Da nahm die Bettlerin ihre goldene Nuss hervor,
und darin lag ein Kleid aus lauter Gold. Sie
legte es an und ging zur Kirche. Eben sollte
über das Paar der Segen gesprochen werden, da
sah die Frau die Fremde im goldenen Kleide.
Sogleich rief sie: „Nein, bis ich nicht ein
solches Kleid habe, kann ich nicht dein Weib
werden“, und ging aus der Kirche wieder eilends
nach Hause.
Die Fremde
war wieder zuerst hinausgegangen, hatte sogleich
ihr goldenes Kleid in die Nussschale gelegt und
sich in ihre Lumpen gehüllt. Man fragte im
ganzen Reiche vergeblich nach einem solchen
Kleide. Da ließ die Bettlerin der Königsbraut
sagen, wenn sie ihr erlaube, wieder eine Nacht
im Schlafzimmer ihres Bräutigams zu wachen, so
wolle sie ihr das Kleid verschaffen. Die
Königstochter willigte ein, ließ jedoch abermals
ihrem Bräutigam die Ohren verstopfen und einen
Schlaftrunk reichen. Wieder kniete die
Unglückliche am Lager ihres Gemahls und klagte.
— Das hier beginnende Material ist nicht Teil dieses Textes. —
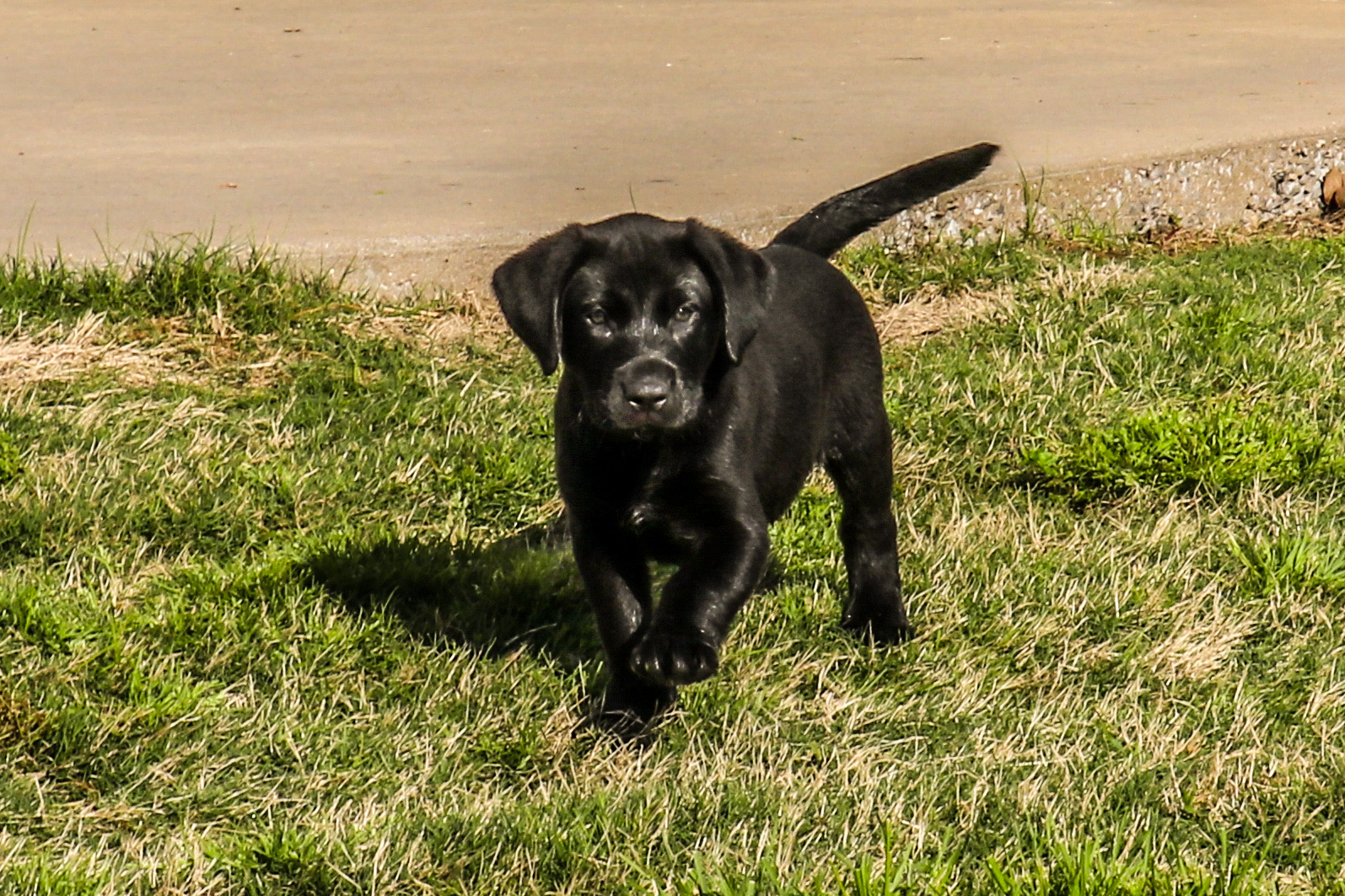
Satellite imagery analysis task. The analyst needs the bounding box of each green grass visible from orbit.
[0,234,1345,896]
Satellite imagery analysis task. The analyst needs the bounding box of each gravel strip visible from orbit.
[860,136,1345,249]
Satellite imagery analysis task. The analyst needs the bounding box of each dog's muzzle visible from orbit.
[606,358,686,431]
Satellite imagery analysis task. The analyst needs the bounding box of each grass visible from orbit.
[0,227,1345,896]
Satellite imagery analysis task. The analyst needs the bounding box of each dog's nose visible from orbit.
[621,377,670,410]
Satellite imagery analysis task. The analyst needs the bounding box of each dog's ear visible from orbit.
[491,225,585,375]
[686,218,775,363]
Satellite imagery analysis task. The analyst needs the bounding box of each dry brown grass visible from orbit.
[0,314,186,391]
Es war jedoch alles umsonst, er schlief fest und
hörte nichts.
Den folgenden
Tag ging es wieder zur Kirche. Die Braut hatte
das goldene Kleid angelegt, und schöneres konnte
man sich nicht denken. Die Bettlerin nahm jetzt
ihre sternbefleckte Nuss vom Abendstern hervor,
und daraus zog sie ein Kleid, darauf war der
ganze Sternenhimmel der Nacht zu sehen. Als sie
in die Kirche trat, sprach eben der Geistliche
den Segen. Kaum hatte die Braut aber die Fremde
im Sternenkleid erblickt, so rief sie dem
Priester zu: „Halt, bis ich nicht ein solches
Kleid habe, will ich nicht das Weib dieses
Mannes werden.“ Sie eilte nach Hause, und man
fragte im ganzen Reich nach einem solchen Kleid.
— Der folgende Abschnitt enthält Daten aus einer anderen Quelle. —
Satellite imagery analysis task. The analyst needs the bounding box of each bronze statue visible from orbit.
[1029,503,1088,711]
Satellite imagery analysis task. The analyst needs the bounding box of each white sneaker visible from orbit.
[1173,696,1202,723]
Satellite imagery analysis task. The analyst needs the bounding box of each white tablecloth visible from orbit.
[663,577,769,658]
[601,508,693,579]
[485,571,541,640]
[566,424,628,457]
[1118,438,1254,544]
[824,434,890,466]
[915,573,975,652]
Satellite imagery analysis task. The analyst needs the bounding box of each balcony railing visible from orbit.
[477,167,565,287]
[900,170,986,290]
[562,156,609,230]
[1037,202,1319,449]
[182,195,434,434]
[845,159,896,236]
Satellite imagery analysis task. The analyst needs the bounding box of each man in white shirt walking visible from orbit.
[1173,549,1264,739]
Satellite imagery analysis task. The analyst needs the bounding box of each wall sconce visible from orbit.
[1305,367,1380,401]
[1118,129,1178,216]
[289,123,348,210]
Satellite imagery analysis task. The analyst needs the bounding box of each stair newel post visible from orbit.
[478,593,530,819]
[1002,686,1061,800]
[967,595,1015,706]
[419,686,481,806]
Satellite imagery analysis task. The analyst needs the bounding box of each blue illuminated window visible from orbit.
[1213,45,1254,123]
Das war aber noch weniger zu finden als das
goldene und das silberne.
Da ließ die
Bettlerin der Königstochter wieder sagen, wenn
man ihr erlaube, die Nacht im Schlafgemach des
Bräutigams zuzubringen, so würde sie es ihr
verschaffen. Die Braut war zufrieden, sie ließ
ihrem Bräutigam auch diesmal die Ohren
verstopfen und ihm einen Schlaftrunk reichen.
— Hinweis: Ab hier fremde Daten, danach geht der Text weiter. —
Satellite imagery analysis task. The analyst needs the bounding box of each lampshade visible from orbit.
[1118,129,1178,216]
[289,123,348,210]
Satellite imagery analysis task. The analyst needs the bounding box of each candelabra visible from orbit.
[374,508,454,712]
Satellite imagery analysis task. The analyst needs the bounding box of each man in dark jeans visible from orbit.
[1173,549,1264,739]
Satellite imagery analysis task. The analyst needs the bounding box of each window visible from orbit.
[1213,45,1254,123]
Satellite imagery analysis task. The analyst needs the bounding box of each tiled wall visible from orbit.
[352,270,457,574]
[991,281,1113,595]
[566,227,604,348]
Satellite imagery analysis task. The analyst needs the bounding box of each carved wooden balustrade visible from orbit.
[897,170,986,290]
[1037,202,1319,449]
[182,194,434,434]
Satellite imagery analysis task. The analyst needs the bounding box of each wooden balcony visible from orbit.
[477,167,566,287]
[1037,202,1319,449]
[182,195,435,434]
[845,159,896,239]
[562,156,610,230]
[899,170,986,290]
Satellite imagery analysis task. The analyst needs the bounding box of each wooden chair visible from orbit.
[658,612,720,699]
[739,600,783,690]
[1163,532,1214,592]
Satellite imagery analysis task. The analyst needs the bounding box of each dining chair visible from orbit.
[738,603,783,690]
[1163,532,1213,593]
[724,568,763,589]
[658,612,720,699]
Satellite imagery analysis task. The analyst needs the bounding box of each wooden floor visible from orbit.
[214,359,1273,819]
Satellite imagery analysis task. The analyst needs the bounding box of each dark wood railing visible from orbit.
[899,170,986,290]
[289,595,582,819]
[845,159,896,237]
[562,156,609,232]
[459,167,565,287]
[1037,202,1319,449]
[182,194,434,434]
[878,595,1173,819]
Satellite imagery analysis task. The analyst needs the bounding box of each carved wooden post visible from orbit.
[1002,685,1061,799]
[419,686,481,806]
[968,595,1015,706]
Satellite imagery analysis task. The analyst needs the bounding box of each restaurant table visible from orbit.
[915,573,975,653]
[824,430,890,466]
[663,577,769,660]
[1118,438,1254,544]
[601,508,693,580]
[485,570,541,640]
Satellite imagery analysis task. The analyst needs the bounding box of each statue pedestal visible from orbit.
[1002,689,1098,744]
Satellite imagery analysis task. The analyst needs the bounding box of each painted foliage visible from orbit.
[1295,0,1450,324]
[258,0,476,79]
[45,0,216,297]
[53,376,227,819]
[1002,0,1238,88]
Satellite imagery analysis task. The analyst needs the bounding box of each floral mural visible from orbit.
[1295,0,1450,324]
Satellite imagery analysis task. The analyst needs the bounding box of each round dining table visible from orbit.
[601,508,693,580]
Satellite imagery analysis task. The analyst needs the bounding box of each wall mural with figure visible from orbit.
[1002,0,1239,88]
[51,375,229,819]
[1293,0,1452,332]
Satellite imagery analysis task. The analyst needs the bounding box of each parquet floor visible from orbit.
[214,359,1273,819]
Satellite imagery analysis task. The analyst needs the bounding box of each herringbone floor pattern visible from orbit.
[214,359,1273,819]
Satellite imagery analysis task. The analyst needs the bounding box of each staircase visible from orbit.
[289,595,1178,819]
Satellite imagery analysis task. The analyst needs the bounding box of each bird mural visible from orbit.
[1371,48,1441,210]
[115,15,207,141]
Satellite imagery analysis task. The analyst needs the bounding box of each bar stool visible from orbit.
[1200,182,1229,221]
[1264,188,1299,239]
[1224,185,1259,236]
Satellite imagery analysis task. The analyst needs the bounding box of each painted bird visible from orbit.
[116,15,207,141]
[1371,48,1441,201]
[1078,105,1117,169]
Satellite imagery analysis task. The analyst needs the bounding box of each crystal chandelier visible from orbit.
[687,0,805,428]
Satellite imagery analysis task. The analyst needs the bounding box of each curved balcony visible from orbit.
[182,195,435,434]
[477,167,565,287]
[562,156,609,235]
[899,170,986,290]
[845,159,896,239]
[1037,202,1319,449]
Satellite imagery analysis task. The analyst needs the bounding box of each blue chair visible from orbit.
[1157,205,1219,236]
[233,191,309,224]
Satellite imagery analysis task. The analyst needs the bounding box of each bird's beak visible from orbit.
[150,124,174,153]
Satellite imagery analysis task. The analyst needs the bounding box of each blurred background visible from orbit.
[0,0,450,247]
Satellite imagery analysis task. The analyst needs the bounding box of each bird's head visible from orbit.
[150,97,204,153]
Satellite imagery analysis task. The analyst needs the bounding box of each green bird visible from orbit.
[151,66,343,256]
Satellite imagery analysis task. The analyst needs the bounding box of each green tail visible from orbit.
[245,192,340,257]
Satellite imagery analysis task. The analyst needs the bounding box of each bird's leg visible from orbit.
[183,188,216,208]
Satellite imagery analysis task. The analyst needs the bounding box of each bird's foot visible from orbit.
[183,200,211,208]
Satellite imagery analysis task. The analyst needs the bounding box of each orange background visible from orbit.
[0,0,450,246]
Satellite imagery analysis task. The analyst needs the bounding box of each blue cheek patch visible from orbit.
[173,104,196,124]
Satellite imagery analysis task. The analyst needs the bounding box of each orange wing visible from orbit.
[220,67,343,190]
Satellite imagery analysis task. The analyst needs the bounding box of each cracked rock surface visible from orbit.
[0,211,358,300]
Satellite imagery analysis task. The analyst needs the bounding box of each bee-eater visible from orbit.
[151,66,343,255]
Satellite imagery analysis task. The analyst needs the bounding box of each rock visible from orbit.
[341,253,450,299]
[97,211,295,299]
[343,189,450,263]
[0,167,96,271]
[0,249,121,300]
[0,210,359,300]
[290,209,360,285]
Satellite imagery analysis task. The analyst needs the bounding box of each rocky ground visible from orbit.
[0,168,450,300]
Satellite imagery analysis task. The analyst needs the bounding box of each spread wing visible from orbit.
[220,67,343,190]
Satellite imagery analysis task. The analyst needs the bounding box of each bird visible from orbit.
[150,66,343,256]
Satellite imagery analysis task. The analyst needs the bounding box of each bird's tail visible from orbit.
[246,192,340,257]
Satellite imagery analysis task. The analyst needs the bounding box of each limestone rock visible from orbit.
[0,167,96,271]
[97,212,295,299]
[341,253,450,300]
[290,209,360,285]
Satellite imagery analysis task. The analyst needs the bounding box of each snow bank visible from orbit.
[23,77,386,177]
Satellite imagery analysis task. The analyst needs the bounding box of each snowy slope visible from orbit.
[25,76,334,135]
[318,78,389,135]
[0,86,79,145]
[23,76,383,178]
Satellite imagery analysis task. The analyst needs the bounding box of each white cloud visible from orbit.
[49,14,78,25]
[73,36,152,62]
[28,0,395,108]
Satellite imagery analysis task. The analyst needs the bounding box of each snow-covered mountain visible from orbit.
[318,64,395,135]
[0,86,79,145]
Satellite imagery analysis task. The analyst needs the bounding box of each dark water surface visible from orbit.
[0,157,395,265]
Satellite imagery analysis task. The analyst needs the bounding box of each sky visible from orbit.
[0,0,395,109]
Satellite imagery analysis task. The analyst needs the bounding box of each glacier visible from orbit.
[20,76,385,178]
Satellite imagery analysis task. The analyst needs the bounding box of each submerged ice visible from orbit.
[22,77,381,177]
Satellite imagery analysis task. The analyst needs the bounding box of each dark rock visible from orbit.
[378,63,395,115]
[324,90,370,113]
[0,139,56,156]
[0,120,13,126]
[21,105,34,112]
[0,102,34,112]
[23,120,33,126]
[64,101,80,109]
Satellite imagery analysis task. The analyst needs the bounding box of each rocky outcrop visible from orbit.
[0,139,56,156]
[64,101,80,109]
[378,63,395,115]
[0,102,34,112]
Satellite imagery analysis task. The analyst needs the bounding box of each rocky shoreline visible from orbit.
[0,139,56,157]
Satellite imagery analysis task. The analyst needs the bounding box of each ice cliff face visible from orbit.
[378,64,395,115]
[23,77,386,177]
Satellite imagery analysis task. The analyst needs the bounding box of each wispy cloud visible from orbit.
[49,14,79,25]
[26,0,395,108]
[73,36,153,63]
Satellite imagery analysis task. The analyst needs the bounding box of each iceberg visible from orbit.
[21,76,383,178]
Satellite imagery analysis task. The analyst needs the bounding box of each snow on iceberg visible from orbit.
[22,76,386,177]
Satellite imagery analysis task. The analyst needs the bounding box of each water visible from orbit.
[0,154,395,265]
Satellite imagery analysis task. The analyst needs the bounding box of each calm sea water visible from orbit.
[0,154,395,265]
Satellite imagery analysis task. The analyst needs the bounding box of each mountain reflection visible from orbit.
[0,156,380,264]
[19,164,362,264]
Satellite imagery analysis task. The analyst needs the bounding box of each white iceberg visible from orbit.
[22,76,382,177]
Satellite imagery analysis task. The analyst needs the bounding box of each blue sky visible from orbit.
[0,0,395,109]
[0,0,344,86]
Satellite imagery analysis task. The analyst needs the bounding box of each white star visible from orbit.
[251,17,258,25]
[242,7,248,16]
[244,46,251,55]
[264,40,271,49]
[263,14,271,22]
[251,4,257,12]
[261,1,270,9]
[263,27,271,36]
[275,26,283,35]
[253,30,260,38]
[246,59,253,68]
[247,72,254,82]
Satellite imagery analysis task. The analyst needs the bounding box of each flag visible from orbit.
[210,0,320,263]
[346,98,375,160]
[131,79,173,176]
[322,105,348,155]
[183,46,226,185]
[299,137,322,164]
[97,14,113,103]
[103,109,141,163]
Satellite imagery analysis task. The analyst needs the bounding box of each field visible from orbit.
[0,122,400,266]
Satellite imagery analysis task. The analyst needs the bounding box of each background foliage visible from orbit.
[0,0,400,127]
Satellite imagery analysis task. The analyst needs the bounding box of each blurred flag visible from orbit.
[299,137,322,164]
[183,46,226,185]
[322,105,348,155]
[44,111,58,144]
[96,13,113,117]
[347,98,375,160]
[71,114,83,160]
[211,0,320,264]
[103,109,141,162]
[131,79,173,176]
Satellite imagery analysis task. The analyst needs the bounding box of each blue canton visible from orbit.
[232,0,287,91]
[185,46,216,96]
Als in der Nacht die Arme zum dritten Mal vor
dem Bett ihres Gemahls kniete, fing sie bitter
an zu weinen und zu klagen: „Ach, er wird wieder
schlafen und nicht hören, und nun habe ich
nichts mehr, das mich zu ihm führen kann.“ Da
nahm sie das Mäuschen aus ihrem Busen und
sprach: „Liebes Mäuschen, kannst du mir nicht
helfen?“
Das Mäuschen
sprang sogleich auf das Bett, kroch dem
Schlafenden in die Ohren und nagte die Stöpsel
durch, aber der Jüngling schlief noch fest, denn
der Schlaftrunk tat seine Wirkung. Da biss das
Mäuschen ihm in die Ohren, so dass das Blut
rann, endlich schlug er die Augen auf und rief:
„O weh, was ist das?“ Zugleich sah er die
unglückliche Gestalt vor seinem Bette. Sie
sprach: „Lieber Gemahl, wachst du endlich?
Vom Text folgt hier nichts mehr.